Friday, January 16, 2009

I Fear for My Country

American politics goes through cycles. During the Revolutionary War, the nation issued Continentals to finance its efforts, and was unable to back them up. The result was a hyper-inflation that rendered the Continentals valueless. The government never made good on them. Subsequently, the public was conscious of inflation, and the Second Bank of the United States, while corrupt, did not pursue an inflationary policy. Nevertheless, Andrew Jackson did not renew its charter and closed the bank. Unfortunately, this inadvertently led to an inflation because the state chartered banks lent aggressively. In the end, the gold standard proved resilient to inflation, but the Civil War led to the issuance of greenbacks. The greenbacks led to inflation. In the post Civil War period the government decided to withdraw the greenbacks, but rather than adopt a bi-metallic standard as had existed prior to the Civil War, only gold was monetized. This led to a deflation, which caused resentment among land owners (farmers), silver miners and other special interests. The deflation issue came to a head in 1896, when the "Populist" movement was defeated. Historians can hem and haw about the role of tariffs in this, but if the public had badly wanted to adopt a silver standard, Bryan would have been elected. Contrarily, Bryan ran twice more and was defeated every time. So Populism did not win the hearts of the working man, or of the general public.

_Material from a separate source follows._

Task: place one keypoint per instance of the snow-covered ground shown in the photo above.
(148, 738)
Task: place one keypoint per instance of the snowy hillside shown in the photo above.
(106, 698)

Despite the defeat of bimetallism, Woodrow Wilson pushed for adoption of the Federal Reserve during Christmas week of 1913. The act was posed as a technical banking law. It was passed soon after JP Morgan's death in 1913. The public did not get to vote on it, and it is likely that even Woodrow Wilson did not totally understand that he was taking steps that would lead to the gold standard's abolition. Thus, the public never got to vote on the question of hard money, and was unaware that the chief step to abolish it had been taken by Congress and Wilson.

For the next twenty years the gold standard remained in place and the Republican administrations that followed Wilson continued relatively hard money policies. There was an inflation much like the Revolutionary and Civil War inflations during World War I, and then the Fed popped the bubble around 1920, resulting in a depression. Subsequently there was a mildly expansionist monetary policy, which led to the stock market increases in the 1920s. In the late 1920s the Fed popped the bubble again, but this time there was a different response.

The difference between the 1930s and the 1920s response to the stock market bubbles may have been due to public indebtedness. During the 1920s car loans and buying stocks on margins had become prevalent. Also, other kinds of buying on time had become more prevalent. People may have been stretched to a somewhat greater degree than previously. In any case, the high unemployment that followed the 1929 crash created much greater public protest than previous cutbacks. Consumerism may have created additional risks.

Rather than treat the new unemployment problem as just that and stabilize the money supply, the Fed first increased credit availability in the early 1930s and then in 1935-6 tightened again, resulting in a second round of unemployment. First, the banking and media interests had emphasized the dire problem of unemployment, then the Fed ignored it.

In the 1940s there was a new round of inflation and stimulus as the federal government borrowed heavily and also expanded the money supply during World War II. The post-war inflation bubble was never really popped. The emphasis had become heavily weighted toward full employment, and the slightest reduction in monetary expansion became known as a recession.

The problem with hyper-inflation is (a) savers are harmed; (b) savers will respond by withdrawing capital from investment uses and depositing it in foreign countries, gold and commodities; (c) businesses have more difficulty planning, so innovation is squashed even more than it has been since World War II; (d) as a result of volatility and withdrawal of investment, unemployment rises (the bugaboo returns, now created by the policies meant to curtail it); (e) trust in government evaporates as the public realizes that money is deceptive (this is already true, but the propagandists of the state, aka the "mainstream media" have been able to hold the line since 1980); (f) the result is economic decline and instability. Capitalism and greed are blamed and further steps are taken to disrupt innovation.

The current "crisis" reflects many decades of bad policy and bad economic thinking. It can be viewed in two different ways, and much depends on public reaction to the Bush-Obama inflation that will result.

1. Will the public demand a monetarist response to inflation much as it did after the Revolutionary War, the Civil War, and 1979-80, and so elect an advocate of the free market? This time, hopefully, there will be one with cajones who actually will reduce the scope of government, unlike Ronald Reagan.

2. Or, will the public believe the pissant propagandists, their socialist masters on Wall Street and their current puppet, President Obama, and demand ever greater subsidies to business, to Wall Street and increasing government control with the puppet masters, the big Wall Street banks, pulling the strings?

Given America's terrible education system, Americans today lack the ability to think clearly. I am not certain that America will opt for choice 1. It has allowed things to get this bad through self indulgence. I am not certain that the road to tyranny is reversible.